Lost my dad 12 weeks ago

Lost my dad 12 weeks ago, he had a rare aggresive partoid cancer. He was in recovery then we were told it had gone to his brain, we lost him 3 weeks later. The cancer battle was a little over 2 years in total, numerous surgeries and hospital stays very difficult for mum and dad. My dads brain tumours made sense of how he had changed for a couple of months before ge died, but we had no idea and it came as a shock.

I cry everyday sometines several times, sometimes i cry so as my family dont see. I dont want them to be upset and worry, im angry, im lost, i miss his silly jokes, i miss his laughter. Our house and my parents home is so quiet without him, he was a loud funny man, a grandad and great grandad, very proud man. I cant see anything to be happy about at the moment, everyday tasks seems a struggle. I still picture him in his last week totally silent and still, not my dad at all. I was with him when he passed it was so peaceful but sureal at the same time. I miss him every single day. Everyone tells me different things, how i should feel, how time heals, im here if you need anything!! What that means i just dont get, mostly empty words, then that makes me angry. Is this all normal? It feels awful.

  • Hi Lillmm,

    I'm so very sorry for your loss. I lost my mum on 26 September and it is as awful as you describe. There are no words that make you feel any different, it's difficult for people to know what to say but whatever they say, they mean well. I thought after last couple days without crying, I wouldn't cry anymore but got upset in front of my dad today and then felt bad , as you say you don't want to worry or upset your family.

    Quite a few people going through the same situation say they get angry, I did too and everything seems pointless. And now I am going through the guilt, did I see mum enough, did I do enough to help, wishing I had spent more time with her, you beat yourself up emotionally.

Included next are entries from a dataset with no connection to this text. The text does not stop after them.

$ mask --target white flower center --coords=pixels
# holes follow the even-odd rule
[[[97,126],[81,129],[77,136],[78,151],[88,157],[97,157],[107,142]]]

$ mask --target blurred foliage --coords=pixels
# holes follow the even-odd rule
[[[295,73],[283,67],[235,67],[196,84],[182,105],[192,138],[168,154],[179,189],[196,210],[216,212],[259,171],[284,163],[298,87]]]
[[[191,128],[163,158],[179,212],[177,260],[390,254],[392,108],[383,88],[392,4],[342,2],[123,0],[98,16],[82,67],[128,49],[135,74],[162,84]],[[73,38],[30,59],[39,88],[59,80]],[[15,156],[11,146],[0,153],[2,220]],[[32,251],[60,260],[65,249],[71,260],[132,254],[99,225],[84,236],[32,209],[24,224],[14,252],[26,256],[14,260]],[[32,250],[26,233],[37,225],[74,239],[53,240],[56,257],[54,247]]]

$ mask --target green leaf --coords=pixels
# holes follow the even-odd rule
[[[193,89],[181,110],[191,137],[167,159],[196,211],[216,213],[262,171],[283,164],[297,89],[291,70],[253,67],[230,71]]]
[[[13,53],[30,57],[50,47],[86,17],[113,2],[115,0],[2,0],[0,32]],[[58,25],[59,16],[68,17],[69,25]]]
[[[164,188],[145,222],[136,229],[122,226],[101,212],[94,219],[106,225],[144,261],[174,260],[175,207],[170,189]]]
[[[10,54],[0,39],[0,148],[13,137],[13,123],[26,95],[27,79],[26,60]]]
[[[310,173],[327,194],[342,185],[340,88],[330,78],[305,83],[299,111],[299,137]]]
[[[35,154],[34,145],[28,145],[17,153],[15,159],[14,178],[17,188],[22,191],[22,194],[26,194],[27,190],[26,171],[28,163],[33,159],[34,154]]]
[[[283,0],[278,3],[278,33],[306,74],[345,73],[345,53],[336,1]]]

    I won't ever get over losing my mum, I will miss her every day for the rest of my life but she was such a strong character, beautiful inside and out and my neices who are both parents, say that as a parent, you would never want to see your children with such sadness. I know she would want me to be happy again and I am trying to get there, but it is hard. 

    You asked if it was normal, yes is the answer. We're all different and cope/react different ways, I find this forum has helped me, all of us on a path not chosen.

     

  • Hi

    Your experience is very similiar to mine.

    l lost my dad 14 weeks ago this coming Thursday. He had a partoid tumour under his ear. It was very agressive and grew very quickly over a period of 8 weeks. He was in a hospice and originally went in for pain relief. We never imagined for one moment he wouldn’t be coming home. 

    In less then 12 months from diagnosis he was gone.

    I, like you i am finding it very difficult and I am pass through a roller coaster of emotions. My dad was a loving husband, father, grandad and great grandad like yours.

     

    I have also listened to empty words from people and find it very sad. It makes me very angry.

     

    I hope our grief improves with time, like people say it does, but I can’t see me feeling any different anytime soon.

    Take care

  • Hi

    Sorry for your loss

    Its a very rare cancer and the journey was very long for everyone, our loved ones are at peace now. My dad was ready to go he said he had suffered enough and wanted to go. He also had throat cancer 40yrs ago was fed up with the fight!! 

    I feel your pain hopefully it will be easier to live with as time goes on, im sure it will. Just take each day as it comes, take care.